(09/27/95) Conclusions from the discussion with Miloje
-
Miloje is convinced that so far, nobody in NPAC,NASA or JPL knows what the
4DDA requirements for the parallel IO are. They all are working on the computational
part. Of course, the IO problem will be relevant in the future as the 4DDA system
deals with large volumes of data, but he expects it to happen not earlier than one
year from now. It is not clear, what parts of the parallel IO functionality will
be relavant by that time, as probably HPC systems will move towards virtual memory
so out-of-core computations will be no longer an issue. Probably, the mapping
between disks and memory arrays will be a dominant problem, together with overlapping
IO actions and checkpointing.
-
As it is difficult to design anything if we don't know the true nature of a problem,
I would suggest to carry out this project as a systematic survey of different
approaches for parallel IO, identifying problems and how the problems are tackled
by different parallel IO systems. I can also think about extending TCE towards
efficient IO operations and checkpointing.
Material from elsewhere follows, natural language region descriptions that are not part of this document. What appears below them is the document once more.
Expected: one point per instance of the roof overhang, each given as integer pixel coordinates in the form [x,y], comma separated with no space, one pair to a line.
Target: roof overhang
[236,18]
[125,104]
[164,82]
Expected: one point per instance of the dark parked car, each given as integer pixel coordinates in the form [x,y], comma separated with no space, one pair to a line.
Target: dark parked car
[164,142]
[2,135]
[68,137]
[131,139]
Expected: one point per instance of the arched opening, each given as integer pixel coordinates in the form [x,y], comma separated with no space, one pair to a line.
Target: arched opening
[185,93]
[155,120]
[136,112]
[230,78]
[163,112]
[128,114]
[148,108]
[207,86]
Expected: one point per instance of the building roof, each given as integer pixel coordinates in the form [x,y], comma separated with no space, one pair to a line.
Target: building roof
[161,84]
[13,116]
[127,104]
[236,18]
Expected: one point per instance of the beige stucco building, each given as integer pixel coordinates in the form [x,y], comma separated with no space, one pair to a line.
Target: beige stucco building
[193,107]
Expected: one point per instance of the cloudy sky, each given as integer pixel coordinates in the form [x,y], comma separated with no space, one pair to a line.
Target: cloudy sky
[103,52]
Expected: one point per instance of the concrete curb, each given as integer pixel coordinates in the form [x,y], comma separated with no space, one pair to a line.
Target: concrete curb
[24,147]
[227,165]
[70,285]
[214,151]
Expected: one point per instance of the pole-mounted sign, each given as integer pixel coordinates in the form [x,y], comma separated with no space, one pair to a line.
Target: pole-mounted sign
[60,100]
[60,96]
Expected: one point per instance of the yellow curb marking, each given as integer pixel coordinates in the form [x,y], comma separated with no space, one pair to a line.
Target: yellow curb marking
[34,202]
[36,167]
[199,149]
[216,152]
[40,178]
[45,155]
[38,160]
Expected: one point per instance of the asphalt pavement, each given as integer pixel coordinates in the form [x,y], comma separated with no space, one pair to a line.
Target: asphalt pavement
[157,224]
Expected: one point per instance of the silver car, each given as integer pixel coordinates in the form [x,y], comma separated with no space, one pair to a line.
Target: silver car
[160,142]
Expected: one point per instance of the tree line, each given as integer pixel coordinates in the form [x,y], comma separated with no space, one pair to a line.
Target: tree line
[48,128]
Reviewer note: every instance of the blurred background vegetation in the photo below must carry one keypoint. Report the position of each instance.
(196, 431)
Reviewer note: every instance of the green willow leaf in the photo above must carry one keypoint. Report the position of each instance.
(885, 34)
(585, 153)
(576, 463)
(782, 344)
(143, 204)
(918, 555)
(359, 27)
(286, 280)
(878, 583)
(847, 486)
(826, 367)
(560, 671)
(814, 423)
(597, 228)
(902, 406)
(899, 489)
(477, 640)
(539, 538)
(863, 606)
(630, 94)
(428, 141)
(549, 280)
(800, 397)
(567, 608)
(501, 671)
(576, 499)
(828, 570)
(09/25/95) The 4DDA Issues
-
Still too little information to shape any sensible design for 4DDA parallel
IO requirements. I found the
description of the 4DDA principles (click here for
summary ) but it only scetches some requirements and algorithmic issues.
-
Two suggested requirements have been mentioned there - a possible need for
capabilities of restarting an interrupted computation (checkpointing) and software
support for efficient transfers between disks and mamory mapped arrays. The first
issue is only mentioned in one project, and
generally it requires some serious software engineering, the other is realated
with the PASSION work and also MPI-IO.
-
An open question is on which HPC platforms the 4DDA is going to run. In the paper
they mentioned Intel Paragon, Cray T3D and also IBM-SP1. For Intel Paragon the
work done for PASSION can be easily reaused (either at the language or at the
runtime level) for other architectures however there is no PASSION implementation.
-
When the targetted platforms have virtual memory (SP-1/2 or HPC workstation clusters) the out-of-core computation factor may not be relevant, but still the two-phase disk access strategy of PASSION can be used - but only as a model - PASSION does
not run on clusters.
-
Seems to me that the MPI-IO project could be very useful to look at. It has all relevant
components (except checkpointing that is) and will be the closest in spirit to what
I would propose using TCE. Both MPI-IO and PIO based on TCE will deal with IO
issues the the runtime level only, and they extend the message passing constructs
to cover the IO domain. Both models assume very little about the uderlying hardware and software support, therefore they can cover various HPC platforms.
(09/11/95) Assuming that we are moving from parallel MPP systems towords workstation (PCs) clusters I have
the following conclusions (Based on the PASSION Summary) :
-
A large portion of PASSION is dedicated to out-of-core programs. When it is very relevent for MPP
architectures, it is much less relevent for computing clusters. The reason for it is simple; nodes
on parallel machines don't have virtual memory, therefore when something doesn't fit into the physical
memory it has to be devided between the available physical memory window and disks. Workstations, on the
other hand have their virtual memory limited only by the available swap space. Since the swap space is
rarely less than 100MB a chance that something won't fit is rather slim. There are of course cases when
the problem can still arise; a heap limit for user processes for example, but I belive such obstacles
can be removed through appropriate system administration. A conversation with Miloje should verify this
claim.
-
If it is agreed that out-of-core data is less relevant for clusters, then the whole portion of PASSION
that deals with compiler and HPF language support will have little relevance.
-
The model of the portable, virtual file system VIP-FS defined in PASSION can be utlized in any environment.
The important question is whether the design choices made for MPP are realy the optimal way of doing things -
clusters are much flexible when placing process is concerned (two or more of them can reside on the same machine
while on parallel nodes it is not possible in general).
-
The model of the the Two-Phase Access Strategy should be equally applicable to MPP as well as clusters.
-
What I think would be a sensible thing to do in the cluster case is to design (or reuse the VIP-FS design) the
parallel/distributed file server. This file server would interact with appropriate runtime via message passing.
The runtime would support language or library constructs which do ALL IO operations in the prefetching/non-blocking
mode. The runtime would use tce functionality to implement the non-blocking IO access using threads. The same
framework could be used to implement the file server. Finely, we could add the HPF directives to express
the "new" asynchronous IO at the language lavel, and to allow the runtime to execute the Two-Phase Access Strategy.